Late last year, a fine arts student in Pittsburgh set up a website dedicated to reconciling lost gloves - single ones rather than whole pairs - with their owners and estranged partners. Onecoldhand.com began partly as an art project, partly as an act of philanthropy. But the basic service proved so popular that it has already spread to other US cities. Sites in Canada and Italy are also planned, writes Frank McNally
It wouldn't work with socks, sadly. Maybe individual launderettes could post pictures on their websites. But the sheer extent of sock disappearance worldwide, combined with the notorious fact that most socks are lost in one's own house, means this is a problem not even the internet can solve. It also remains a challenge for science rather than art.
There is a popular myth that you can crack the odd-sock conundrum by buying all your pairs in the same colour, preferably black. This is just not so. For one thing, it assumes you do actually buy all your own socks - highly unlikely given the role played by those twin pillars of the global hosiery market, mothers and aunts.
Perhaps you are the sort of cold-hearted monster who can throw out sincerely-bought Christmas presents in an effort to keep your stocking population pure. Most of us are not so hard, however. And the price of decency is that we never gain full control over our socks drawer.

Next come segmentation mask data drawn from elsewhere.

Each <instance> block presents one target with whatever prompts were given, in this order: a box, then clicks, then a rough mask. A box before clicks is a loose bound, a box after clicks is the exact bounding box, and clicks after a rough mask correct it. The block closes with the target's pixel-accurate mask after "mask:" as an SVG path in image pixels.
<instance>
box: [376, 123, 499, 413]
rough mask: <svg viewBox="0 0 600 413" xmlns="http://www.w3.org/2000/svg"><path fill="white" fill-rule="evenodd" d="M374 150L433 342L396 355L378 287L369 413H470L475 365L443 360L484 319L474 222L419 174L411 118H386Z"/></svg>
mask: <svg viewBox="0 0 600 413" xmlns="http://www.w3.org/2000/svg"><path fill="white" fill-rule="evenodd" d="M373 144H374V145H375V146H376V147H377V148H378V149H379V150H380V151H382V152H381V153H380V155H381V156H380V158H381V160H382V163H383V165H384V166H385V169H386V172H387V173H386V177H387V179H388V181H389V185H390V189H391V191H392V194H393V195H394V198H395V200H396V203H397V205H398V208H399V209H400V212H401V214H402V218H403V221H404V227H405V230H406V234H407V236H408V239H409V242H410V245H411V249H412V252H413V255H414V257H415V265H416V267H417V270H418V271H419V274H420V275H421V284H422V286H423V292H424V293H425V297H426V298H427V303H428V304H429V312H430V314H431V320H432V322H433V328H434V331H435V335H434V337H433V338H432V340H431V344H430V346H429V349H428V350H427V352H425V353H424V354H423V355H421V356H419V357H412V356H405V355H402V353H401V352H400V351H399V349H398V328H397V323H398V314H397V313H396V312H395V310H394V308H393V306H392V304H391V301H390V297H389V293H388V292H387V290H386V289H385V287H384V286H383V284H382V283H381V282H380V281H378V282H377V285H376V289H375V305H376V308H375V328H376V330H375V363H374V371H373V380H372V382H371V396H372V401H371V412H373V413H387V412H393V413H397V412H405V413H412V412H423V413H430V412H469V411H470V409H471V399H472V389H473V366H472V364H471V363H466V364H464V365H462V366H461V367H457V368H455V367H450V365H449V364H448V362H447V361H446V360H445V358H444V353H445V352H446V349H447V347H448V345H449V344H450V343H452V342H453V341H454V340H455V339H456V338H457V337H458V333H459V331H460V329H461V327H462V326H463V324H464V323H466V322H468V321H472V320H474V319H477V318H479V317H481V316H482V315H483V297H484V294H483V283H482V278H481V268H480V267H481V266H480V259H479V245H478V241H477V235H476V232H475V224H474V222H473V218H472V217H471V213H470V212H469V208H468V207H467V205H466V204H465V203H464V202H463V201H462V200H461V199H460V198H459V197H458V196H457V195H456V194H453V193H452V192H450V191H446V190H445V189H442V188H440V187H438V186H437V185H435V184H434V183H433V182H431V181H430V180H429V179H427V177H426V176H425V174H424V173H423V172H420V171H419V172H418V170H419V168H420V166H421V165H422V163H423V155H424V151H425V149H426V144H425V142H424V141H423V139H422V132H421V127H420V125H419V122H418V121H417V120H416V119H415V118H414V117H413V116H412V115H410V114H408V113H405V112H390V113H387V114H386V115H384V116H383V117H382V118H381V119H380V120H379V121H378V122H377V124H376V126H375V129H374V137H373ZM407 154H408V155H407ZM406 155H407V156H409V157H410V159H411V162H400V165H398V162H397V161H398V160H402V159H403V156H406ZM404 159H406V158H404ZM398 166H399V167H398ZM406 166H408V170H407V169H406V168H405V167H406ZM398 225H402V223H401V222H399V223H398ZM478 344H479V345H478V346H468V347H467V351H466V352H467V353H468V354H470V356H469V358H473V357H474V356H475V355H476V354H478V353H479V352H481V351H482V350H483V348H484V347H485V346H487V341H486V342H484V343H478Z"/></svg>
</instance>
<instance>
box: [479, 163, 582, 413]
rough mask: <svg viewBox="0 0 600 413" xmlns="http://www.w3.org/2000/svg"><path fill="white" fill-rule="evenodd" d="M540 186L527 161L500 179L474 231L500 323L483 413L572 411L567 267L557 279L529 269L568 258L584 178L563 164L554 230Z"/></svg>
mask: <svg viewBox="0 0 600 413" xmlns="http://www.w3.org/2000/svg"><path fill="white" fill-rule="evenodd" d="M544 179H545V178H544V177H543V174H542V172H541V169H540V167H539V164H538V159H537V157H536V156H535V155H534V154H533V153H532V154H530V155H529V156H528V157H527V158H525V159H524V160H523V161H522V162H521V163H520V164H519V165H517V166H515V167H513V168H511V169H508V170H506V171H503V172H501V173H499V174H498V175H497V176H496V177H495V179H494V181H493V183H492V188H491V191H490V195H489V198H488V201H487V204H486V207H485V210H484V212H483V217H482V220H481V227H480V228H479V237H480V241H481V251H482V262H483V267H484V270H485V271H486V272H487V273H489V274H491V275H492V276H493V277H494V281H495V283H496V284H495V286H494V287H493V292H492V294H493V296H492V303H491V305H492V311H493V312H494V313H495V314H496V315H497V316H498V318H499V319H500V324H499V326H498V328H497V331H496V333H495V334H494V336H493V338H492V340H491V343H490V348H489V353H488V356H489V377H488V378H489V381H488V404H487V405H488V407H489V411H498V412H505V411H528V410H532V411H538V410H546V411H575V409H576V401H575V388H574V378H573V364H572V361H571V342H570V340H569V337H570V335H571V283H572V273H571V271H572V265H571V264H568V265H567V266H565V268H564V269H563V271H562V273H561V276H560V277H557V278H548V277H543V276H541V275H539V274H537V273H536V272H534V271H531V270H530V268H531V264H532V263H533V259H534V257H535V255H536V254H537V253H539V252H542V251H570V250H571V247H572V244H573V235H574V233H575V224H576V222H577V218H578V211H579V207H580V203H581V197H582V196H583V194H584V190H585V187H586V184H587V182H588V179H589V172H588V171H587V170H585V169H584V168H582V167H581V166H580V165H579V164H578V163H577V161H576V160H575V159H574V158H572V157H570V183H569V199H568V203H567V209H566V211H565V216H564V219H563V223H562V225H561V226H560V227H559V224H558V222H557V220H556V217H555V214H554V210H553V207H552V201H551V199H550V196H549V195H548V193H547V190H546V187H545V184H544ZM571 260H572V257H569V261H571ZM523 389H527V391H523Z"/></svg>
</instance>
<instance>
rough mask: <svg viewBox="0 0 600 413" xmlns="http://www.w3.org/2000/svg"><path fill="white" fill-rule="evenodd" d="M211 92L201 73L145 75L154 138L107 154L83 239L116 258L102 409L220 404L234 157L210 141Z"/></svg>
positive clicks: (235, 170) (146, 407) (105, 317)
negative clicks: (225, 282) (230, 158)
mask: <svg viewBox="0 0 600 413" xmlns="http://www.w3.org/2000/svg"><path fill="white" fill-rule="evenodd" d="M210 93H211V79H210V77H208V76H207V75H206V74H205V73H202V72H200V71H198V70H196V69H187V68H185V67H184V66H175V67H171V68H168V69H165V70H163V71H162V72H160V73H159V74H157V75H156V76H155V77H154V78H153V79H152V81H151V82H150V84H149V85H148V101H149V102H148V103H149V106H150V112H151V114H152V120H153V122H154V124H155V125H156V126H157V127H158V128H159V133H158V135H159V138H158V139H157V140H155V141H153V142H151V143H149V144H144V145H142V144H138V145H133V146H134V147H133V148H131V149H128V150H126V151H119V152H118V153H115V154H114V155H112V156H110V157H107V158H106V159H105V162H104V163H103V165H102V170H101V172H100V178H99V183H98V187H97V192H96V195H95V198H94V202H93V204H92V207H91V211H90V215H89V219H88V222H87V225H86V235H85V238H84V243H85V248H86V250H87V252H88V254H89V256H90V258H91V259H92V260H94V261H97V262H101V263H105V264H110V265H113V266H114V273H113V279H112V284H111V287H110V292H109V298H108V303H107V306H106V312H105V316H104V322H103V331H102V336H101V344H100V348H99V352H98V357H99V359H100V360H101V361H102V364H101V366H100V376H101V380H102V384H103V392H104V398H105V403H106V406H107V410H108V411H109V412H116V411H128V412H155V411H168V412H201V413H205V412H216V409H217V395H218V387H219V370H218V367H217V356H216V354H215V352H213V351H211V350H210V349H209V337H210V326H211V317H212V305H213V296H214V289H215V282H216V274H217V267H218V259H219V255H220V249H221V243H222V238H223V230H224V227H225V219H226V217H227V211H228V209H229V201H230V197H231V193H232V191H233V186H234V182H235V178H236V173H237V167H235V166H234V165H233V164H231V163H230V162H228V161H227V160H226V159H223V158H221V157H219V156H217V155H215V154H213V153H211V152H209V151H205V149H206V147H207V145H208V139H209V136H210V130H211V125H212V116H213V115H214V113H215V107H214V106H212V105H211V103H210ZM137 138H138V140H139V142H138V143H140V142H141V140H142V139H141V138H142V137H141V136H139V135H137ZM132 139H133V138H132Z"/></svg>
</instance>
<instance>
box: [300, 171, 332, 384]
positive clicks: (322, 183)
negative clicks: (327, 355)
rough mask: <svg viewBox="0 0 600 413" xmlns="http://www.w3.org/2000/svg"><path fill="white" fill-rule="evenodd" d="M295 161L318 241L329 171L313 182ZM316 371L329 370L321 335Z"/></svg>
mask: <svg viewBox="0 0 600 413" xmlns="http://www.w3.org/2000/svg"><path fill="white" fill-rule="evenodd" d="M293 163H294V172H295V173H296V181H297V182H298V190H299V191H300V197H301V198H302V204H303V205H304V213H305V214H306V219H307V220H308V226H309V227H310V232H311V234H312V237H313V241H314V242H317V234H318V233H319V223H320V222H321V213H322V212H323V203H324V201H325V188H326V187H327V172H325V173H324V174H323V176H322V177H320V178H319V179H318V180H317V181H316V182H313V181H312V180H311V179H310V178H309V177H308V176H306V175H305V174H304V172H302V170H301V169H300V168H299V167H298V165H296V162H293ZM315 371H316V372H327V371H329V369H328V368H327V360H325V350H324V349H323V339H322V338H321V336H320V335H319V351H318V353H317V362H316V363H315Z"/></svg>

Assuming we ever could, admittedly, the one-colour idea is a potentially dramatic solution to the problem. Which is why the sock industry, with its vested interest, would never allow it to happen. Sock designers are ingenious at insinuating subtle patterns into their work - often so subtle that you only notice them for the first time when half of a pair has gone missing.
Not that they need patterns. It's amazing what they can do with colour alone. Trawling though my laundry basket for a matching pair, I am regularly amazed at how many different shades of black there are. Observed in sequence, you would swear they were all the same. But placed side by side, there can be an astonishingly rich spectrum.
THERE IS NO shortage of theories about where missing socks go. The extent of the phenomenon has encouraged some fanciful ideas, as have certain behavioural characteristics of the garments themselves. Take the almost sinister way a sock will cling to the roof of a spin-dryer when the cycle ends, for example.
This always evokes one of those film scenes in which a secret agent or a cat-burglar hangs quietly from a ceiling, trying to avoid detection by intruders below. It can be hard to resist the feeling on such occasions that you have caught the sock in the middle of an escape attempt. But of course we must resist anthropomorphism, especially when there are many more rational explanations to choose from.
Most plausible theories centre on the machine-washing process. To many of us, washing machines are very mysterious things, with their multiplicity of settings and flashing lights, like the control panels on a spaceship.
It's true that even the most sophisticated of these machines have broad similarities with the rivers in which our ancestors washed clothes. But rivers offered only one temperature or speed setting per day, usually. And if our ancestors ever lost an item of clothing in them, they could safely presume it had been washed downstream. There is no such comfort with machines.
In his influential Quantum Theory of Laundry, US scientist Dr Brian J. Reardon attempted to answer why, if a washing machine is a closed system, socks sometimes disappear in it; and why, when you use launderettes, other people's socks sometimes turn up in your load, no matter how many times you checked the machine beforehand.
Central to both questions, he believed, were the issues of where exactly lint - what we would call "fluff" - comes from, before it gathers in the filter (or "lint trap"); and the wide variations in the amount of lint found at any given time.
Dr Reardon's maths are too complicated to consider in detail here. But proceeding from the assumption that a sock can be expressed mathematically "as a wave function of position and time (Y(x,t))", he puts it through a programme involving, among other things, the Heisenberg Uncertainty Principle and Schrodinger's Wave Equation.
He concludes, convincingly enough, that socks never actually disappear.
"Quite simply, at the time of disturbance or stopping of the machine, they have a wave function that puts them temporarily in the washing system or completely converts them to lint," he argues. "Furthermore, if a machine is disturbed during a subsequent washing cycle, there is a finite probability that a sock lost in previous cycles may reappear in the main washing compartment." Dr Reardon's theory has yet to gain wide acceptance, no doubt partly because of his startling conclusion that one should never clean out the filter, especially in a launderette machine, because this would be unfair to previous users who have lost a sock.
I used to have my own theory about where socks went, but it depended on the assumption that older pairs were more vulnerable to disappearance. Experience has taught me otherwise. So, attractively simple as it was, I have gradually had to let go of the idea that the missing socks were simply disappearing down - or indeed up - their own holes.